CDU (Deutschland) will weiter ungeordnete Einwanderung, ganz anders Kanzler Kurz (Österreich)

Die CDU Deutschland will weiterhin ungeordnete Einwanderung.

Sonst würde „Europa weiter gespaltet“, so die Partei. CDU-Generalsekretärin Annegret Kramp-Karrenbauer hat einen Brief an alle Mitglieder vefaßt.
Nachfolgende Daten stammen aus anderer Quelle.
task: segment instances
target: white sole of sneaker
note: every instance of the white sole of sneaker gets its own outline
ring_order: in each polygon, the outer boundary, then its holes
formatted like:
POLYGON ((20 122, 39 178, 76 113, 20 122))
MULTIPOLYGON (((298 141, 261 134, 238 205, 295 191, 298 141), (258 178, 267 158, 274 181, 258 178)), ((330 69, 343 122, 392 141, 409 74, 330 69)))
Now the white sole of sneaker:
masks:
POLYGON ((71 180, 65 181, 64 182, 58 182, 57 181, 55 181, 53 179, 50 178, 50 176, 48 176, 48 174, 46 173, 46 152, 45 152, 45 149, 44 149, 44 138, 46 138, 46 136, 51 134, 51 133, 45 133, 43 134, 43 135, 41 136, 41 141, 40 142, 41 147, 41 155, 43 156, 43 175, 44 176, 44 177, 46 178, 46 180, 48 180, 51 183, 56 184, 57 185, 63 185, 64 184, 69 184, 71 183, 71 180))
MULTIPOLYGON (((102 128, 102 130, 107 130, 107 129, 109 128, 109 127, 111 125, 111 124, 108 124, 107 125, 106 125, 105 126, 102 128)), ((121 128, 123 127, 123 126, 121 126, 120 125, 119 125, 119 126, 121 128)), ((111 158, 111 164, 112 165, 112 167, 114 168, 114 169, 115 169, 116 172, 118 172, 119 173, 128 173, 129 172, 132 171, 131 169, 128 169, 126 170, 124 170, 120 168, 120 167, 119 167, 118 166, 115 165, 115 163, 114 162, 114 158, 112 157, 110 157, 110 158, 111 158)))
Im Wortlaut heißt es darin:

„Wir als CDU haben die Sorge, daß ungeordnete Zurückweisungen an unseren Grenzen, als Land im Herzen Europas, nicht der richtige Weg sind.

Sie könnten zu einem negativen Dominoeffekt und letztlich der Infragestellung des Europäischen Einigungswerks führen, für das wir als CDU immer gestanden haben.

Eine solche Maßnahme, die ohne Absprache mit unseren Nachbarländern und zu Lasten Dritter vollzogen würde, birgt die Gefahr, Europa weiter zu spalten und zu schwächen. Gerade angesichts der aktuellen weltpolitischen Entwicklungen brauchen wir – mehr denn je – ein starkes und geeintes Europa.“

Es entspricht geltendem europäischen Schengen-Recht, Menschen, die bereits in einem anderen europäischen Land registriert sind, abzuweisen.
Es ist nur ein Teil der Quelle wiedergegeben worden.